We started running in a direction away from the train but the increased exertion triggered increased awareness of our heartbeat and breathing and we wondered if perhaps the Acid we took was laced with poison. “We better find a hospital!” Randy said as we tried to figure out where we were. There was a man raking leaves in his front yard so we asked him where the nearest hospital was. He was very helpful and told us exactly how to get there but by the time we reached the corner, we couldn’t remember if he had said to turn right or left. We continued running for several minutes and maybe even an hour, our hearts bursting inside of us. Then somewhere in the middle of Philadelphia, we turned a corner, and there in front of us was a large clock on one of the buildings resembling BIG BEN.
“Wow, man!” I exclaimed, “We ran to London.”
We both began laughing and the negative effects of the trip wore off. “You okay?” Randy asks; as he bent down to retie his shoelaces.
“Yeah, I think I am,” I respond “but… more double hits for me.”
As we walked back to the Factory we talked about where life was taking us.
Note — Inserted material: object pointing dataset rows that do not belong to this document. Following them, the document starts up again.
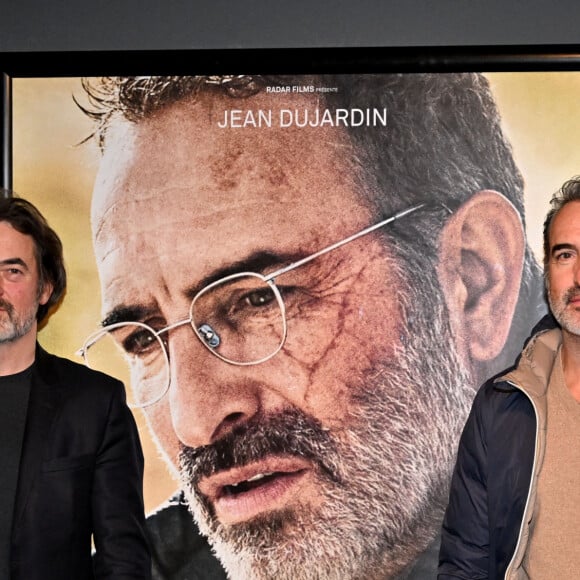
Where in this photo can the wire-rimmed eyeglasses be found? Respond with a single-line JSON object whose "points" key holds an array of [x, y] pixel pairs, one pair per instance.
{"points": [[241, 319]]}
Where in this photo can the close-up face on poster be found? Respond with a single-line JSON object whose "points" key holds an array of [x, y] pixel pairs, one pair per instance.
{"points": [[302, 282]]}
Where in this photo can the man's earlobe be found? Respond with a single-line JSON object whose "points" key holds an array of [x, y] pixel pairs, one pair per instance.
{"points": [[481, 256], [46, 293]]}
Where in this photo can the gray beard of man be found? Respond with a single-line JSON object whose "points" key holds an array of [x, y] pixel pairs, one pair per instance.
{"points": [[15, 326], [384, 479]]}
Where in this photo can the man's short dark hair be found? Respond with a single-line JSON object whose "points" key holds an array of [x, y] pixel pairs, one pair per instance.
{"points": [[570, 191], [25, 218]]}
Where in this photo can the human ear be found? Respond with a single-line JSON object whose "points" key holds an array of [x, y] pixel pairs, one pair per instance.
{"points": [[481, 256]]}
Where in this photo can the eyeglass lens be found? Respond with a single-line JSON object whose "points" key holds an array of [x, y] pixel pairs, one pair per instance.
{"points": [[240, 319]]}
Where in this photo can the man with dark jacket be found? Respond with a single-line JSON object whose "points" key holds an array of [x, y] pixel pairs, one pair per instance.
{"points": [[514, 504], [71, 468]]}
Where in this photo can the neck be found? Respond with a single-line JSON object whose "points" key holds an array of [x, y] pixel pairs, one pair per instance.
{"points": [[571, 362], [18, 355]]}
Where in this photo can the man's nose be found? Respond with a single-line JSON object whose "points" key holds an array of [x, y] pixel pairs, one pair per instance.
{"points": [[208, 397]]}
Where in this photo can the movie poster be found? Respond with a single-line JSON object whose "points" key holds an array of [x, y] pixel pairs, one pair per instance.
{"points": [[298, 272]]}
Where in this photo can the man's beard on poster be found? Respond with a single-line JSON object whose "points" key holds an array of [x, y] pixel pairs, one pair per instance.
{"points": [[15, 326], [384, 477]]}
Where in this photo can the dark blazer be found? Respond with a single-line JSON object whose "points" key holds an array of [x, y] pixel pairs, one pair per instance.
{"points": [[81, 473]]}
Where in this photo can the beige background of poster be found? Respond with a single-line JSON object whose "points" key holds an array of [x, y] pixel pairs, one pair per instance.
{"points": [[541, 115]]}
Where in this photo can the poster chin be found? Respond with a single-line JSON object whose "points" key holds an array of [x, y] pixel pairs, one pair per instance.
{"points": [[309, 251]]}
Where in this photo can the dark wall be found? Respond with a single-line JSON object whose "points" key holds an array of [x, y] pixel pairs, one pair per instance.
{"points": [[55, 25]]}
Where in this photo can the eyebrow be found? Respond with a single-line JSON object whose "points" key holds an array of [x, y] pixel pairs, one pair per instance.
{"points": [[559, 247], [13, 261], [258, 262]]}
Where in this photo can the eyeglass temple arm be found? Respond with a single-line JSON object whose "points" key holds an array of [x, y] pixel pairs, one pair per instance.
{"points": [[364, 232]]}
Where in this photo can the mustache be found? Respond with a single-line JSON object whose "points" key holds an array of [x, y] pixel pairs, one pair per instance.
{"points": [[289, 432]]}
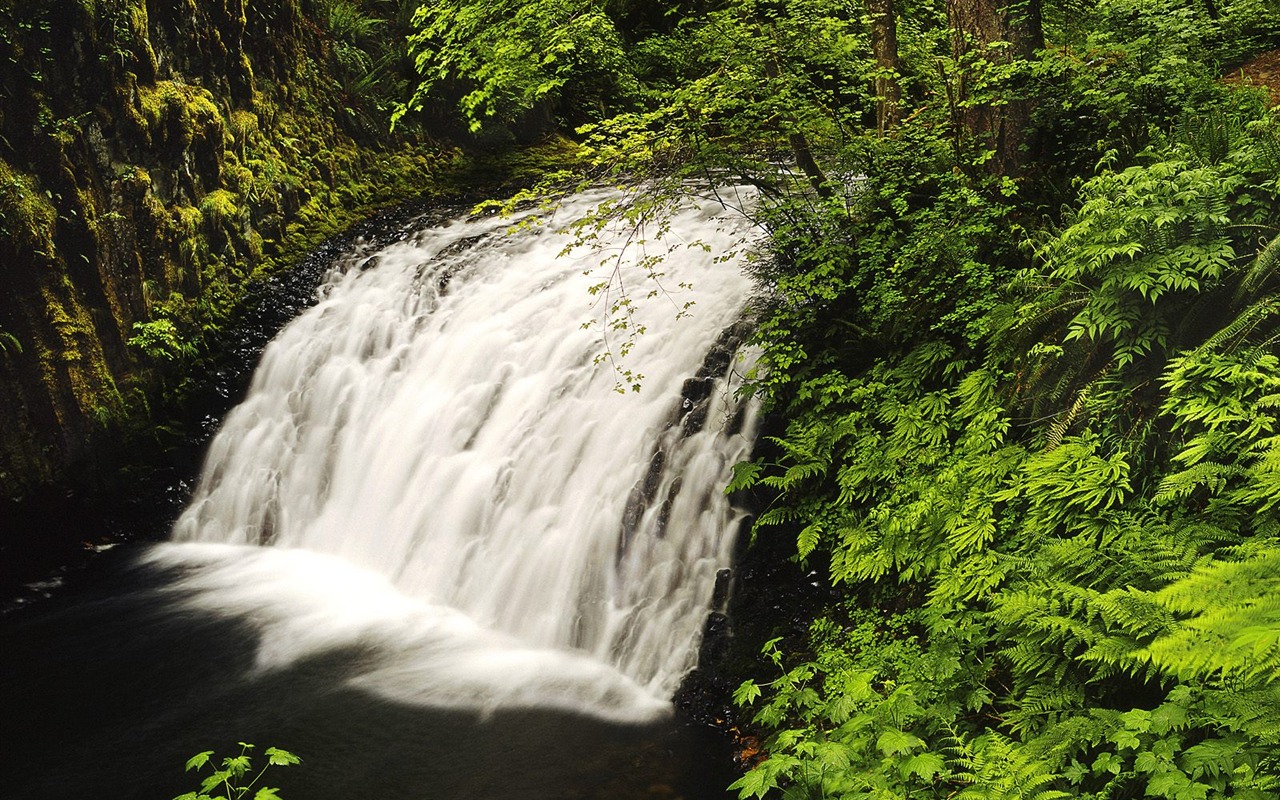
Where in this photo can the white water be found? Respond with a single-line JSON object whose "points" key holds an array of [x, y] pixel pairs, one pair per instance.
{"points": [[438, 430]]}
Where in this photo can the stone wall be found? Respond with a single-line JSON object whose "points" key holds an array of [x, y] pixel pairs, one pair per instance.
{"points": [[155, 155]]}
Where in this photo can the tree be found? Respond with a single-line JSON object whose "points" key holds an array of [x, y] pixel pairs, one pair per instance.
{"points": [[992, 41], [883, 35]]}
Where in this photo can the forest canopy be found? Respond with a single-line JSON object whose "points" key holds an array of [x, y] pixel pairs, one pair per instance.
{"points": [[1020, 350]]}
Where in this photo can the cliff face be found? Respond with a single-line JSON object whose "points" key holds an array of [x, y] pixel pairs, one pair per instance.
{"points": [[154, 156]]}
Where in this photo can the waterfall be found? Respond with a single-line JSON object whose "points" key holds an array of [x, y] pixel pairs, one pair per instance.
{"points": [[435, 452]]}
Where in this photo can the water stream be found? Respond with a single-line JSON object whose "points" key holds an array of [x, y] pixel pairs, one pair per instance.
{"points": [[434, 539]]}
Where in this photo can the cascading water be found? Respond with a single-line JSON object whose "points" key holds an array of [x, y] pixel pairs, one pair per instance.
{"points": [[432, 512], [440, 417]]}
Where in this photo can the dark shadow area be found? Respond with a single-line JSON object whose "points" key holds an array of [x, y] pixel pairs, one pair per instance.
{"points": [[109, 690]]}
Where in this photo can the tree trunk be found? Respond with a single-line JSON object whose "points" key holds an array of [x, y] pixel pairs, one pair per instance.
{"points": [[1000, 119], [888, 95]]}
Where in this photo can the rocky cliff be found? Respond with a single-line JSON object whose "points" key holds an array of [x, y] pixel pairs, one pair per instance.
{"points": [[154, 158]]}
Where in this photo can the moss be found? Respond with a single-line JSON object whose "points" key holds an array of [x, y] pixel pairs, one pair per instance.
{"points": [[219, 206], [184, 220], [176, 114], [27, 214]]}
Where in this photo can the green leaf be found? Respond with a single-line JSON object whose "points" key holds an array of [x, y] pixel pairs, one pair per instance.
{"points": [[746, 693], [199, 760], [282, 758], [895, 743]]}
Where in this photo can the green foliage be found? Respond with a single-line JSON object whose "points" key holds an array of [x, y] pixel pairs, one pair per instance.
{"points": [[233, 777], [1027, 425], [515, 56], [1038, 458]]}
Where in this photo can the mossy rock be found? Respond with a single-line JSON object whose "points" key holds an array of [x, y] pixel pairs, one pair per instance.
{"points": [[27, 214]]}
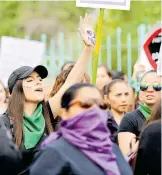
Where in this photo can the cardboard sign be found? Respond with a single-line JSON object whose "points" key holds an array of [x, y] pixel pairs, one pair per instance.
{"points": [[150, 53], [108, 4], [159, 64], [15, 52]]}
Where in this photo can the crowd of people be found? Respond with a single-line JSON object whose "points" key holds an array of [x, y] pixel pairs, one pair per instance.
{"points": [[113, 128]]}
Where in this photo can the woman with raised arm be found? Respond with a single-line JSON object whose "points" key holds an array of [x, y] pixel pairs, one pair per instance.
{"points": [[29, 115], [79, 69]]}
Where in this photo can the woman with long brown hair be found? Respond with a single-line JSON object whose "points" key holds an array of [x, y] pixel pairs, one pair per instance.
{"points": [[149, 151], [30, 116]]}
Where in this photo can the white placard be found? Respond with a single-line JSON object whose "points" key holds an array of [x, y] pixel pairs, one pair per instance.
{"points": [[108, 4], [159, 64], [16, 52]]}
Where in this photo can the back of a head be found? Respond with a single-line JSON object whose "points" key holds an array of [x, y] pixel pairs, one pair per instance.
{"points": [[108, 87], [70, 63], [60, 80], [70, 93], [117, 75]]}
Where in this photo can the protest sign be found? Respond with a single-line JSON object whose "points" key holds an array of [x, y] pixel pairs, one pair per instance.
{"points": [[108, 4], [150, 52], [15, 52], [102, 4], [159, 64]]}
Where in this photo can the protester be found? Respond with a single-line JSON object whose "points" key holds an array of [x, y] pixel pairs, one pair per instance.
{"points": [[149, 152], [67, 65], [117, 96], [10, 157], [132, 122], [82, 145], [3, 99], [61, 78], [132, 102], [103, 77], [119, 75], [59, 82], [29, 119], [29, 114]]}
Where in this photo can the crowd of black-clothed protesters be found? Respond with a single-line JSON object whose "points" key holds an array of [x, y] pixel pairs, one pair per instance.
{"points": [[113, 128]]}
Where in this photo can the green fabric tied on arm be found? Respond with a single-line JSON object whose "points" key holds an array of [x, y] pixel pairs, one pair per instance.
{"points": [[145, 111], [34, 127]]}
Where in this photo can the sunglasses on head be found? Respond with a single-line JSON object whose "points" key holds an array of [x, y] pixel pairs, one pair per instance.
{"points": [[88, 103], [155, 86]]}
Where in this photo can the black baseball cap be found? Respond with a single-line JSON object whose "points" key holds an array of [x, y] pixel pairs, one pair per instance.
{"points": [[24, 72]]}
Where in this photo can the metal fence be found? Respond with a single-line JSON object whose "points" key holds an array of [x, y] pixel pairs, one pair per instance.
{"points": [[65, 49]]}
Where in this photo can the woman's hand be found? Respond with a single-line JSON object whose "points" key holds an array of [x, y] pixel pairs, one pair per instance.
{"points": [[86, 31], [138, 69]]}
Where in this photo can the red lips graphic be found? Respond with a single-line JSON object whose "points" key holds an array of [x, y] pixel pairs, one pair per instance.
{"points": [[151, 48]]}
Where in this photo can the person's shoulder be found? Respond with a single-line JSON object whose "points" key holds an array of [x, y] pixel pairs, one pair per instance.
{"points": [[153, 128]]}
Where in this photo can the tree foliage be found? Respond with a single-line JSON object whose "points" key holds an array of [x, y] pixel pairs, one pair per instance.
{"points": [[16, 15]]}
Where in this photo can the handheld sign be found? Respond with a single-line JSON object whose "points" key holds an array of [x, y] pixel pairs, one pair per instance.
{"points": [[16, 52], [159, 64], [109, 4], [150, 53]]}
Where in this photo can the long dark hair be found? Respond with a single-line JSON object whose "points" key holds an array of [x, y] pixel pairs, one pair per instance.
{"points": [[6, 92], [70, 93], [16, 109], [61, 78]]}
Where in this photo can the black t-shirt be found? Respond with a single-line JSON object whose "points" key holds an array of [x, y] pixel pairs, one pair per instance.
{"points": [[149, 153], [132, 122]]}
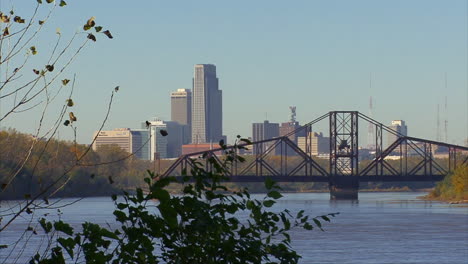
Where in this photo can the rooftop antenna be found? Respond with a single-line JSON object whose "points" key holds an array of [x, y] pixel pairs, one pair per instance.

What had started out to be an adventure was turning into a nightmare. John was stealing credit cards from the gas station he worked at. We would use them immediately to make purchases and then destroy the card. The owner of the station had received several calls and was beginning to suspect him. Another friend of ours tried to go for a big drug deal but got ripped off and when the people came to ask for him they were carrying guns and said he was a dead man if he didn’t come up with the drugs or the money. He couldn’t do either so tried to kill himself but failed. Now he was in a psychiatric hospital. Then today we lost a good friend to a drug overdose. It wasn’t supposed to be this way.
By the time we returned to the car, the parking lot was empty and our group was standing huddled next to the building. They did not ask and we did not say as we climbed into the car and drove back to the apartment in silence.